What’s not to love about chicken wings? They are one of the most versatile and easy-to-prepare dishes.
You can rub them in paprika, BBQ or tomato sauce, then whack them in the fryer or the oven. After 20-30 minutes, they’re ready to eat straight off the bone, having absorbed the rich and delicious flavors.
However, for some chicken connoisseurs, this might not be enough. They might be ready for something a little more challenging.
Well, for those of you out there who want something a little more than just a rub and a marinade, you might be interested in the noble art of brining for your chicken.
Brining can seem like a long, complicated and laborious process, but there’s really nothing to it. All you have to do is soak your chicken in salt water for a few hours or overnight to achieve that flavorsome salty taste.
But why would you want to brine chicken wings in the first place? How long should you brine chicken wings for? What ingredients and techniques will you need to employ to get the peak flavor and tenderness from your chicken?
Well, chicken-lovers, we have the answers to all of those questions and more. So grab your poultry, preheat your oven and read our guide to brining chicken.
Why Brine Chicken Wings?
Brining is an age-old technique that people have been using for centuries to keep various meats from going stale. When it comes to chicken, this is particularly important, as it is very prone to drying out, particularly when exposed to high heats for long durations.

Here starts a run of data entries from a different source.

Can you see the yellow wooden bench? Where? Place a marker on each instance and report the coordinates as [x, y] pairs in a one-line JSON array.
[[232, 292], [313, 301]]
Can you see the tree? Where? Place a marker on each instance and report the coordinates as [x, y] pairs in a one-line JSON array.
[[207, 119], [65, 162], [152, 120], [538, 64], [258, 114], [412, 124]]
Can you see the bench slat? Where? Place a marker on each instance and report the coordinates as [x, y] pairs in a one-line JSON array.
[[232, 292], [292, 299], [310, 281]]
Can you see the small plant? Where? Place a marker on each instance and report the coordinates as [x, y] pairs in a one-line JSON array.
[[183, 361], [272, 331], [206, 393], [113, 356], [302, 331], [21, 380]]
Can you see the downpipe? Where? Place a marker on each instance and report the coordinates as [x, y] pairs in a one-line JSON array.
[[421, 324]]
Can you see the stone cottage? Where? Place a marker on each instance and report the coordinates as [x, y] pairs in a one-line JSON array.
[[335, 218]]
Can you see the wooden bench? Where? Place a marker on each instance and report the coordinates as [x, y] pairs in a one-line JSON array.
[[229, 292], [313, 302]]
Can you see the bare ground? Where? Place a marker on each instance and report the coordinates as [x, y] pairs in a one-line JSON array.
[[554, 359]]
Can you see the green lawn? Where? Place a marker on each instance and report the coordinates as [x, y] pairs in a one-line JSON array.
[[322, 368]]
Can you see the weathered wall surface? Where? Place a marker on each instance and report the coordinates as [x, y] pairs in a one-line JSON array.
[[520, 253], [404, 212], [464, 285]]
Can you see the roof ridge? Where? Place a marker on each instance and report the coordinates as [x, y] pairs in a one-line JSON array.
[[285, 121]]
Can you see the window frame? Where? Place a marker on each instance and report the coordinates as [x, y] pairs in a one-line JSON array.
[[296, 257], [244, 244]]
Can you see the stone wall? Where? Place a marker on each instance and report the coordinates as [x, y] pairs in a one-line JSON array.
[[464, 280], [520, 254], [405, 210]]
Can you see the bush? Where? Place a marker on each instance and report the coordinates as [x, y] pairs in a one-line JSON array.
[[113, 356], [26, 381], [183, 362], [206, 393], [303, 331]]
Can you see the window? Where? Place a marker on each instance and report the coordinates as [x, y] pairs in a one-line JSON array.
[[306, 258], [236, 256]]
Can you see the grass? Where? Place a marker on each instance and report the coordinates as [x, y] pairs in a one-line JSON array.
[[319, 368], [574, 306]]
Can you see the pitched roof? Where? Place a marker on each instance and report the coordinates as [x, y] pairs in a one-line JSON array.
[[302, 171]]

Chicken is a lean meat with a very low level of fat content, which once again can result in drying out. The last thing you’ll want to happen is to take your chicken wings out of the oven and for them to be dry and tasteless. Brining is a great way for them to preserve that wonderful chicken flavor we know and love.
Chicken also has a lot less overall meat than some of the others on the market, so this is another reason you might want to brine them. But prepping your brine first is crucial to getting the quality just right.
Mixing the right levels of water, salt and seasoning will be the perfect method of locking in those juices and flavors, meaning that it will stay moist and tender once it has been cooked at high temperatures.
How Long To Brine Chicken Wings
The fact that chicken has a lot less meat than other animal products on the market means that it will need a little longer to brine.
Ideally, you’ll want to brine skinless chicken wings for a few hours, but to preserve the utmost flavor, you’ll want to soak them overnight.
You can also try going even further and soaking your chicken wings for 24 hours for premium levels of flavor and texture.
What You Need To Brine Chicken Wings
Here are the ingredients you will need to successfully brine your chicken wings:
Chicken wings - make sure your chicken wings are fully defrosted if you're taking them from frozen.
Water - this is the perfect neutral substance in which to brine your chicken. However, nothing is stopping you from experimenting with more exotic flavors like beer, wine, vinegar or apple juice.
Table salt - ensure that this doesn’t contain any additives, as it can negatively affect the purity of your mix. Kosher salt has zero iodine in it, which means that it won’t form clumps.
Container - make sure you have a container that is large enough to hold all your wings. For storage, it is best to use plastic or metal containers.
A Weight - this is to ensure that your chicken will stay submerged in the water. You can use a plate for this.
Sugar - This will give your chicken that crispiness when in the oven.
Extra seasoning - this will all depend on your preference, red pepper flakes, white pepper, black pepper. We would recommend using black pepper, regardless of your preferences.
How To Brine Chicken Wings
Now it’s time to get to what you’ve all been waiting for - the brining!
Firstly, you’ll need to measure out some water. This will all depend on how many chicken wings you’re planning on preparing. If you have too much water, your wings will come out with a soggy and soft texture and too little water will result in that dryness that we’re trying to avoid!
Place the wings in your container first and pour enough warm water, stopping when the meat is completely submerged, with 3 inches of water over the top.
You’ll need to have roughly 6 cups of water per every 3 pounds of chicken you want to use.
After you’ve calibrated your water, you’ll need to add the salt.
We would recommend using 10 ounces of salt per 1 gallon of water. So if you are using less water, which is likely, then you’ll need to amend the amount of salt you’ll be using accordingly.
Make Your Brine Mixture
Once the salt, water and sugar have been measured, stir them into your container until all the particles have been dissolved. This is important for avoiding clumping in the brining process.
For the sugar measurements, we recommend using one third a cup of sugar for your entire brine mixture.
Spices And Herbs
Once you’ve made this basic solution, now it’s time to get feisty with your mixture by adding your favorite herbs and spices.
Take your spices and mix a cup of white vinegar and red pepper flakes and pour it into your brine. Then take a tablespoon of white pepper and two tablespoons of black pepper and add that too.
Dunk Your Wings!
Once your mixture is complete, then gently submerge all of your wings into the brine.
Make sure that all of the meat is completely covered by the water, using the plate to weigh it down.
Now leave the chicken in the refrigerator, ideally overnight for that sumptuous flavor and tender texture upon cooking.